Читать «Александр Секацкий в Журнальном зале 1999-2012» онлайн - страница 71

Александр Секацкий

Таким образом, если долгосрочные инвестиции в телесность обречены на провал, то краткосрочные, наоборот, приносят максимальную прибыль. Вложения в эксклюзивную женственность сопоставимы с инвестициями в процветающую компанию. В выигрыше оказываются все участники предприятия, откликающиеся на sex appeal, ибо они соприсутствуют в создании произведения, в максимуме того, на что способен vita-режим. Объективная эстетическая и эротическая значимость прекрасного женского тела объясняется тем, что оно допускает приобщение к чему-то сверхсмертному, а значит, и “сверхживому”.

Потоки вожделения ориентированы вдоль силовых линий Эроса — и это простое, естественное устремление смертных к очагам максимальной концентрации жизни. Поэтесса Людмила Пуханова говорит: “Раньше мне казалось: столько разных людей, у всех есть свои достоинства, каждому может достаться кто-то, и тогда на всех хватит. Но потом я поняла, что мир устроен иначе. Всем нужны одни и те же. И одни и те же никому не нужны”. Людмила поняла все абсолютно правильно: великое множество пар, а затем и семей сводит вместе остаточный принцип, соединяющий друг с другом тех, кто никому не нужен. И ничего, живут: во всяком случае, те, кто нужны всем, уживаются друг с другом гораздо хуже. Вопрос о природе эксклюзивной женственности, казалось бы, должен стоять в центре феминистических изысканий. Увы, слишком велика в данном случае трудность честного самоотчета, слишком мучительно признание. Его приходится добывать по крохам. Но можно себе представить фрагмент соответствующей главы из будущей книги какой-нибудь Фриды Ницше, книги для всех и ни для кого под названием “Так говорила Заратустра”.

4. Некрасивая невеста

Я — некрасивая невеста. Я говорю это, ибо взыскую истины, а не уважения, и говорю для тех, кто готов пить из чаши неразбавленной истины.

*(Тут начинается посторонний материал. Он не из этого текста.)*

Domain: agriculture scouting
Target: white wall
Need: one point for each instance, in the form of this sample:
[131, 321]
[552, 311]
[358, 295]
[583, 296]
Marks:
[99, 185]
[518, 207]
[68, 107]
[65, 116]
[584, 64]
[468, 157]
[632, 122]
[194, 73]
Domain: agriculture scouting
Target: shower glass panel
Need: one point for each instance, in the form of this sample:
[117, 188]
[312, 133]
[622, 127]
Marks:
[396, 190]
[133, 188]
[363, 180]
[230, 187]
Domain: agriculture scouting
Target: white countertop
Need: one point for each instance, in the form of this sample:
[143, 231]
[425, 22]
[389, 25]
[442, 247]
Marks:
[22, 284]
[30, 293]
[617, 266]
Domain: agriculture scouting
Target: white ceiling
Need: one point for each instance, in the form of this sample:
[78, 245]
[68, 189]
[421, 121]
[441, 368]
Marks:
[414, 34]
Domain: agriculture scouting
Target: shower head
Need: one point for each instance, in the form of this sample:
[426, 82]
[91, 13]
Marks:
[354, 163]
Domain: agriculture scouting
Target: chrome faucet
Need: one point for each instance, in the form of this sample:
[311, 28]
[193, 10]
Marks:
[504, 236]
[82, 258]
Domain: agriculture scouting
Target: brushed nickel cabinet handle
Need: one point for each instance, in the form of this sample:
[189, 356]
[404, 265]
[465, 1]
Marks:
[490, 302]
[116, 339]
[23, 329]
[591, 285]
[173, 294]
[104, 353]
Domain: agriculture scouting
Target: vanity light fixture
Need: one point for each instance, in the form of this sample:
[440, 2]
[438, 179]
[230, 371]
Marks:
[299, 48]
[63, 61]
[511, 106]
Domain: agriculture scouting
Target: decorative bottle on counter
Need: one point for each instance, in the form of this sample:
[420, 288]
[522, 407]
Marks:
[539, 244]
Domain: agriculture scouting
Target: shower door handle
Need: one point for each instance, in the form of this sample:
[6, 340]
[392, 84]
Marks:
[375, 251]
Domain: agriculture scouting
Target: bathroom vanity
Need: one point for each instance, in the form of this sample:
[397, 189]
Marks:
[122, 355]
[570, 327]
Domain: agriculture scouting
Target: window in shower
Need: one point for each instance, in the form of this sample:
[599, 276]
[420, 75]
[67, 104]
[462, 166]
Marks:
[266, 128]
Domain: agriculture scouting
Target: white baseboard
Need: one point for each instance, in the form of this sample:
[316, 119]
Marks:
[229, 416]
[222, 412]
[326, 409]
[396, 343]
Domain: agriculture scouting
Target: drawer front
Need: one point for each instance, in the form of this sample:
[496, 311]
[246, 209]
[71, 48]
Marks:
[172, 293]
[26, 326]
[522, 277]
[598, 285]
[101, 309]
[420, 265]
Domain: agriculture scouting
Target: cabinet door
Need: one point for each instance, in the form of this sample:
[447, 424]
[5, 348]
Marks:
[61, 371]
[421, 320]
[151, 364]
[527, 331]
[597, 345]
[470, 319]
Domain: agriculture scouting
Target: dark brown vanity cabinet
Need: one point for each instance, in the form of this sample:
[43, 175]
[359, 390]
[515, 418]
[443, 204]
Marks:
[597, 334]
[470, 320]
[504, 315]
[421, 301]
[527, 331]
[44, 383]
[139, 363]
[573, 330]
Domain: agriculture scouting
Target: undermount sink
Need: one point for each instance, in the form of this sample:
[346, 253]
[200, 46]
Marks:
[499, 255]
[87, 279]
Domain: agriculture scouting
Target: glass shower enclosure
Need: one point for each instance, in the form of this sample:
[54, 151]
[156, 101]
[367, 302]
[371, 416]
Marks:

Я обращаюсь к тебе, моя орлица, и к тебе, львица моя, — о, как вместе весело смеялись над окончаниями и суффиксами, над языком, уже приготовленным для нашего порабощения. Невинный факт грамматической производности львицы от льва, медведицы от медведя и поэтессы от поэта мы разоблачили и отряхнули, как прах с наших уст. Мы легко сотворили другой дом бытия, называя поэта, если он мужского рода, словом поэтус, а философа-мужчину, буде такие еще найдутся, словом философус. Мы входили в этот дом отдохнуть и нисколько не затруднялись при виде известного всем животного говорить барса, а если он обнаруживал дополнительный половой признак, то — бар-сучок.

Каждая из нас вольна выбирать саму себя независимо от преднаходимого грамматического рабства и этикетных поз подчинения.